The creation of intellectual, adaptive protocols supported by the solid biochemical erudition of providers will allow finally overcoming the chasm between high science and the harsh reality of saving lives “in the field”. Such an approach also takes into account the human factor and removes too much responsibility from the paramedic leaving the probability and understanding of possible decisions which were made in an emergency situation and possibly do not correspond to idealized protocols.
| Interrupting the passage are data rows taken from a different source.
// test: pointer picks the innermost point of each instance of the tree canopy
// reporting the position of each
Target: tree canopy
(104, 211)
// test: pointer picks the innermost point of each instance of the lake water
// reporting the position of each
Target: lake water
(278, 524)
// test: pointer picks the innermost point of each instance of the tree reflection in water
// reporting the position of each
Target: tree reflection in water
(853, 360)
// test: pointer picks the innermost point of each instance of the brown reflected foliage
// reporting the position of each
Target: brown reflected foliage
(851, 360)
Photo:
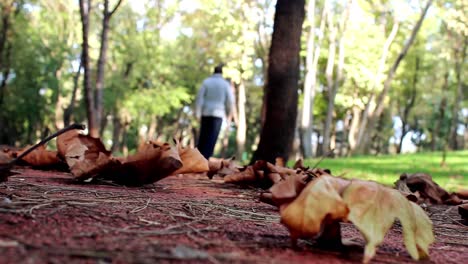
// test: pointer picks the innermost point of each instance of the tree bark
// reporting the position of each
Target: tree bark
(334, 85)
(313, 53)
(241, 121)
(409, 104)
(85, 10)
(460, 54)
(68, 113)
(283, 75)
(367, 109)
(99, 96)
(380, 102)
(441, 116)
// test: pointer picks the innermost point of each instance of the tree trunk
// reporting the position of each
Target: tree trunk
(357, 146)
(441, 116)
(409, 104)
(99, 96)
(59, 102)
(116, 132)
(68, 113)
(312, 56)
(460, 54)
(241, 121)
(283, 75)
(334, 85)
(353, 128)
(380, 103)
(93, 128)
Conclusions. The integrative analysis of the prehospital management of acute diabetic emergencies demonstrates that the high frequency of iatrogenic complications in patients with type 1 diabetes mellitus (T1DM) is primarily driven by systemic algorithmic limitations rather than individual provider incompetence. The extreme metabolic lability inherent to T1DM conflicts with rigid, historically established emergency medical services (EMS) protocols. These conventional algorithms were predominantly designed for the rapid resuscitation of traumatic or hypovolemic shock, making them unsuitable for the meticulous, prolonged correction required for complex biochemical and osmolar shifts. Consequently, minimizing preventable morbidity and neurological deficits necessitates a transition from the immediate normalization of clinical parameters to the pathogenetically substantiated restoration of physiological homeostasis.
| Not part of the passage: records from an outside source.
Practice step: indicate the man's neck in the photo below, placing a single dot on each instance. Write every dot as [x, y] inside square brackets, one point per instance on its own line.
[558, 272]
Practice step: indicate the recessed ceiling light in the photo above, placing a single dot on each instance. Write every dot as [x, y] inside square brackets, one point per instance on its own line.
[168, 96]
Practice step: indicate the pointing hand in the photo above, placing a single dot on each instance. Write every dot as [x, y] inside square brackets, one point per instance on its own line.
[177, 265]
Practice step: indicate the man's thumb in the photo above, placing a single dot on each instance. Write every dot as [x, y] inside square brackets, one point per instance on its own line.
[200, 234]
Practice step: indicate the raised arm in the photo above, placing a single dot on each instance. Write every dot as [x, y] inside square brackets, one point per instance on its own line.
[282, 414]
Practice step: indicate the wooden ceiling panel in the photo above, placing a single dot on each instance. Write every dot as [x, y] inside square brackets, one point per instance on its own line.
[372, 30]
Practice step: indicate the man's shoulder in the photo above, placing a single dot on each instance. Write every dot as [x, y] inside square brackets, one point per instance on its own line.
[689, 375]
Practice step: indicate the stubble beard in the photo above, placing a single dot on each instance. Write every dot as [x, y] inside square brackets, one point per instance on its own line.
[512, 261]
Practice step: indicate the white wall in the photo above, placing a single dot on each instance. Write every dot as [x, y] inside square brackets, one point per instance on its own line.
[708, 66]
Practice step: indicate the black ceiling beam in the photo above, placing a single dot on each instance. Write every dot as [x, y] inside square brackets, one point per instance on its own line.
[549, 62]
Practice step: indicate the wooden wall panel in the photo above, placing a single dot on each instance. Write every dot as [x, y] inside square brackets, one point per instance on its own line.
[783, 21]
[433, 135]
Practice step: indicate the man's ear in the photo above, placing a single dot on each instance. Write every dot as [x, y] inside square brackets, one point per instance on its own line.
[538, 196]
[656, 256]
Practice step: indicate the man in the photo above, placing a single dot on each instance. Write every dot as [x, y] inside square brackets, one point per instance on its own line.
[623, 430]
The foundation of this clinical transformation is the routine integration of expanded point-of-care testing (POCT). The measurement of capillary glucose and beta-hydroxybutyrate levels must be incorporated into the mandatory protocol for vital signs assessment in any patient presenting with an altered mental status.Furthermore, therapeutic interventions require strict, evidence-based revisions. First, the prehospital administration of exogenous insulin must be systematically avoided due to the high risk of inducing severe intracellular potassium shifts and subsequent arrhythmogenic hypokalemia. Second, fluid resuscitation tactics in diabetic ketoacidosis (DKA) must transition to a conservative, strictly titrated replacement of the circulating blood volume to prevent rapid extracellular osmolarity reduction and subsequent transcapillary cerebral edema. Third, the management of severe neuroglycopenia should prioritize minimizing hyperosmolar and emetogenic complications by transitioning to physiologically calibrated protocols, specifically the utilization of 10% dextrose (D10W) solutions.

Ultimately, the optimization of prehospital endocrinology depends on the structural reform of operational algorithms. The prehospital medical community must transition away from rigid procedural directives that are prone to generating algorithmically induced harm. By providing paramedics with adaptive, evidence-based clinical guidelines, supported by modern diagnostic instrumentation and comprehensive education on transcellular physiology, EMS systems can facilitate accurate clinical judgment. Synthesizing academic endocrinology with prehospital practice will effectively reduce iatrogenic risks and establish a safer framework for managing acute glycemic excursions in the field.